On June 26, a single-day outflow of $444.5 million from IBIT set a new record for the fund — the largest one-day redemption since its launch. Notably, every other spot Bitcoin ETF recorded zero net flows that day. The selling was concentrated entirely in BlackRock's product.

IBIT is now on its seventh consecutive week of outflows. Its assets under management have fallen to roughly half of their late-2025 peak. Total spot Bitcoin ETF AUM remains above $50 billion, but the trajectory is clear: institutional and retail capital alike are heading for the exits.

What This Actually Reveals

This isn't just an IBIT story. It's a reminder of how ETFs interact with volatile assets.

Traditional ETF analysis focuses on expense ratios, tracking error, and liquidity. But for an asset as volatile as Bitcoin, the investor behavior gap — the difference between the fund's return and the average investor's return — dwarfs all of those considerations.

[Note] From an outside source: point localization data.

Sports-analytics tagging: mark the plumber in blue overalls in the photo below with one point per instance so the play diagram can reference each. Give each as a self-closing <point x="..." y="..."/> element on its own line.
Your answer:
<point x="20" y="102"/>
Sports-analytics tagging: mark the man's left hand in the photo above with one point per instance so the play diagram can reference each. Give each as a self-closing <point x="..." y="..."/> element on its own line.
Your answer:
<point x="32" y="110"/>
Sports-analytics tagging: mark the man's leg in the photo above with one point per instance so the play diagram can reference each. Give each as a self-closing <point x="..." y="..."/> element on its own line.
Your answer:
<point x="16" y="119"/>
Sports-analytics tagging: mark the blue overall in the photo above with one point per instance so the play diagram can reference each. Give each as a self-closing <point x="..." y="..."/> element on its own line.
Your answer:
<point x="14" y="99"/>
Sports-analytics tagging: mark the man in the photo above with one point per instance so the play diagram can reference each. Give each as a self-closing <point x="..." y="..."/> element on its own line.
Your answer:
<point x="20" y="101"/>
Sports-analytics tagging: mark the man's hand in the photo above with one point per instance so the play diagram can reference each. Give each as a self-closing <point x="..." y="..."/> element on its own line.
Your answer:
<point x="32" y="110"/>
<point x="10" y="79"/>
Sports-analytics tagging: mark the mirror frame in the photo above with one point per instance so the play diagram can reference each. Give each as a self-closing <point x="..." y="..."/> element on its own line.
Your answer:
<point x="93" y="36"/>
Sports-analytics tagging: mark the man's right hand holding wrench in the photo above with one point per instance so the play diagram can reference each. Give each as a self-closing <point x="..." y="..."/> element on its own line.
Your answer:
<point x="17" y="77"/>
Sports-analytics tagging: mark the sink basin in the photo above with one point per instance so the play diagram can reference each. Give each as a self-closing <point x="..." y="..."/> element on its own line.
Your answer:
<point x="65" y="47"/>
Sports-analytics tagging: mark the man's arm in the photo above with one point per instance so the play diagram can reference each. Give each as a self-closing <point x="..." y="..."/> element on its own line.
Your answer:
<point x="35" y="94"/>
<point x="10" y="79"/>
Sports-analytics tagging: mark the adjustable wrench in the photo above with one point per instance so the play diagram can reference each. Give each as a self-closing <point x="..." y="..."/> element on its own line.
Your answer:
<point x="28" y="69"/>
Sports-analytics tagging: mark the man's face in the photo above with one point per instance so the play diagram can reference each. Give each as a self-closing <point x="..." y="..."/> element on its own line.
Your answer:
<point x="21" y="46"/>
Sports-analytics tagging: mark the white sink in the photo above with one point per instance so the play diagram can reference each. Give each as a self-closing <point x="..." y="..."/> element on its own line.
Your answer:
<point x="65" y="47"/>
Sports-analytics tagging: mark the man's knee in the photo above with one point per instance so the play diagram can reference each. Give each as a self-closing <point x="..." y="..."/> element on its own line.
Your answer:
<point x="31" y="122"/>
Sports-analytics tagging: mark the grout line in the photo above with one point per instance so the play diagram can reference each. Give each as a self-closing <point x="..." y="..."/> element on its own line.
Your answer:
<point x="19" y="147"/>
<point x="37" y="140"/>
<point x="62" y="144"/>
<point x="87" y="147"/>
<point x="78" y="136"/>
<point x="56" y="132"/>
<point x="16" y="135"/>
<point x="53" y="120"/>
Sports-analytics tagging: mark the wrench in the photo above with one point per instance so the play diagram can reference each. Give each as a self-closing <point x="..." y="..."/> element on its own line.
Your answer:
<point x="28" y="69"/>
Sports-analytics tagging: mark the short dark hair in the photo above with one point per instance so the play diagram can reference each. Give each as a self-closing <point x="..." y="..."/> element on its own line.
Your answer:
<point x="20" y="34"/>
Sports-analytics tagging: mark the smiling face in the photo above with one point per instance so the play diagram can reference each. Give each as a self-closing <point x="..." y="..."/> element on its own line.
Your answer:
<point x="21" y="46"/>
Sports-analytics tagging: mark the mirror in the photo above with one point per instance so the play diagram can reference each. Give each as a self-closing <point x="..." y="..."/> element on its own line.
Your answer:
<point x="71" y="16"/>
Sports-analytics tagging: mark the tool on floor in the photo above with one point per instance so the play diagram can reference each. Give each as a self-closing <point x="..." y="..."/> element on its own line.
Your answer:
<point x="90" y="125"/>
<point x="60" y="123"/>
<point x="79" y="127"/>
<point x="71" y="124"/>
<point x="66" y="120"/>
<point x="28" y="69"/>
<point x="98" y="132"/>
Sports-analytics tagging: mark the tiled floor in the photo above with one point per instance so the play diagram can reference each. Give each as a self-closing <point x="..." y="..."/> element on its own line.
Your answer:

Nate Geraci, president of The ETF Store, highlighted this data point as evidence that the ease of ETF access cuts both ways. Making it simple to buy Bitcoin at $100,000 also makes it simple to sell at $60,000 — and the data suggests that's exactly what's happening.

The Structural Problem

The pattern is familiar from traditional equity funds but amplified by Bitcoin's volatility. Morningstar has documented for decades that the average investor in equity mutual funds underperforms the funds themselves, because investors systematically buy high and sell low. Bitcoin ETFs appear to be compressing that cycle into a shorter, more violent timeframe.

During the late-2024 and 2025 inflow surge, IBIT was absorbing billions per week. Wall Street cheered the "institutional adoption" narrative. Now the same capital is leaving, and the narrative has flipped to "institutional capitulation."

Neither framing captures the reality. What actually happened is simpler: most people bought near the top and are now either realizing losses or sitting on unrealized ones. That's not unique to Bitcoin — but Bitcoin's drawdowns make it more painful and more visible.

What Matters Going Forward

The 40% loss figure is a snapshot, not a verdict. Dollar-weighted returns can improve if investors hold through a recovery — or worsen if outflows accelerate at current levels.

For long-term holders, the signal here isn't about IBIT's structure or BlackRock's management. It's about human behavior: the gravitational pull toward buying when prices are exciting and selling when they're not.

The investors who bought IBIT at $30 per share in early 2024 are still significantly up. The ones who bought at $55+ in late 2025 are significantly down. Same fund, same Bitcoin, radically different outcomes based entirely on timing.

Bitcoin Gate Take

This data should humble anyone who equated ETF inflows with conviction. Most of that capital was chasing momentum, not accumulating strategically. If you're a long-term holder, the lesson is the one this site keeps repeating: boring, consistent accumulation beats timing every time. The investors who DCA'd through 2024 and 2025 are in a fundamentally different position than the ones who loaded up near the top — and that gap will only widen from here.

If you want to model what consistent accumulation actually looks like over time, try the Bitcoin DCA Calculator and run the numbers yourself.

What this means for your retirement plan

The IBIT story is a case study in why timing matters for retirement planning. If most ETF investors bought near the top, the same risk applies to retirement portfolios with Bitcoin exposure. Consistent DCA beats lump-sum timing bets — especially over multi-decade horizons.